Сразу после ужина я растянулся тут же под столом, который практически и эстетически отвечал всем признакам кровати с четырьмя ножками, надул свою маленькую резиновую подушку, завернул сам себя, как мумию, в одеяло, и уснул.
Майор, всегда рано встававший, проснулся на следующее утро на рассвете. Додд и я, с редким для нас единодушием, расценивали раннее вставание как пережиток варварства, поощрением которого ни один американец, с должным уважением относящийся к цивилизации девятнадцатого века, себя не унизит. Поэтому мы заключили между собой соглашение спокойно спать до тех пор, пока «караван», как его непочтительно называл Додд, не будет готов начать движение или, по крайней мере, пока нас не позовут завтракать.

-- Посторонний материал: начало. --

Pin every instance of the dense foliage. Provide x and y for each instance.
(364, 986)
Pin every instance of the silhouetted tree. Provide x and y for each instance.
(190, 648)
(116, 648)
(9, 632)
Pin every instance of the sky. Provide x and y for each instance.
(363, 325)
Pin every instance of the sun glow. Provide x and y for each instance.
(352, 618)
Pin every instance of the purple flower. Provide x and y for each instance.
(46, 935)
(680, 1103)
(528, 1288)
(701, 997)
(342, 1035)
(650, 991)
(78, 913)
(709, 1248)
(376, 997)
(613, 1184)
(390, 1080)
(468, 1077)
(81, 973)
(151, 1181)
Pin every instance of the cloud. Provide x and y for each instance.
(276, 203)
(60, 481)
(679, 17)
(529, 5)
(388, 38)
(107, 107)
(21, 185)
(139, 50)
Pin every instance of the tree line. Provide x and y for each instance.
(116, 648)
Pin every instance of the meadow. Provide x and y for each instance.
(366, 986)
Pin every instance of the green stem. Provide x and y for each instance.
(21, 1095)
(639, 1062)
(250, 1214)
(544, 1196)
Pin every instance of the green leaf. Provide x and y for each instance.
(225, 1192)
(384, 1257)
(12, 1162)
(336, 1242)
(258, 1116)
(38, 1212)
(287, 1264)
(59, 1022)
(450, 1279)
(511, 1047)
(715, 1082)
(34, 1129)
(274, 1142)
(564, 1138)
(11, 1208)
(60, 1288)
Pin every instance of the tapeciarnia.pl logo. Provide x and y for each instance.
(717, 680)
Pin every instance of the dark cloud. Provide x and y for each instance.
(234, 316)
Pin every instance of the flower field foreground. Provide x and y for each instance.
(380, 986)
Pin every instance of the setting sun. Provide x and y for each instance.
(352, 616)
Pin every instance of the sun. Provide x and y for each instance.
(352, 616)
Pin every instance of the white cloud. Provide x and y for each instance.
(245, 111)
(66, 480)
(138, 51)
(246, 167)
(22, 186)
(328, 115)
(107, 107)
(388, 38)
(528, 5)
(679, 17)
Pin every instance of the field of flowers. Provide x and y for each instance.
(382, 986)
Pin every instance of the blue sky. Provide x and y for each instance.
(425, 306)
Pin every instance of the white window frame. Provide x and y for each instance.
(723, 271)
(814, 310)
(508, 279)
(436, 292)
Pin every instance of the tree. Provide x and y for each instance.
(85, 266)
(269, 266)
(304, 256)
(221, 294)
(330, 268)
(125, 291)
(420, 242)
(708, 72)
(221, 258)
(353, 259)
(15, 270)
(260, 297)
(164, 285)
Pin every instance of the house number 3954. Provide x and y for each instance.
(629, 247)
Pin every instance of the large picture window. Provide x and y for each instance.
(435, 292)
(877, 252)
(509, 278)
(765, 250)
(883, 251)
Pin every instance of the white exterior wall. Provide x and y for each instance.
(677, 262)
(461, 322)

Однако вскоре после рассвета кто-то начал громко о чём-то ругаться, и спросонок вообразив, что я присутствую на особенно оживленном предвыборном собрании в родном Новом Орлеане, я вскочил, сильно ударился головой о стол, и сел, ошарашено обводя вокруг глазами. Майор, едва одетый, яростно носился по комнате, ругая испуганных проводников на классическом русском, потому что все лошади ночью разбежались и теперь, как он сказал с выразительной простотой, бродят чёрт знает где. Это было довольно неудачное начало нашей кампании, но в течение двух часов было найдено большинство убежавших животных, сборы продолжены, и, после изрядного количества ненормативной лексики со стороны проводников, мы, наконец, покинули Иерусалим и не спеша поехали по травянистым холмам у подножья Авачинского вулкана.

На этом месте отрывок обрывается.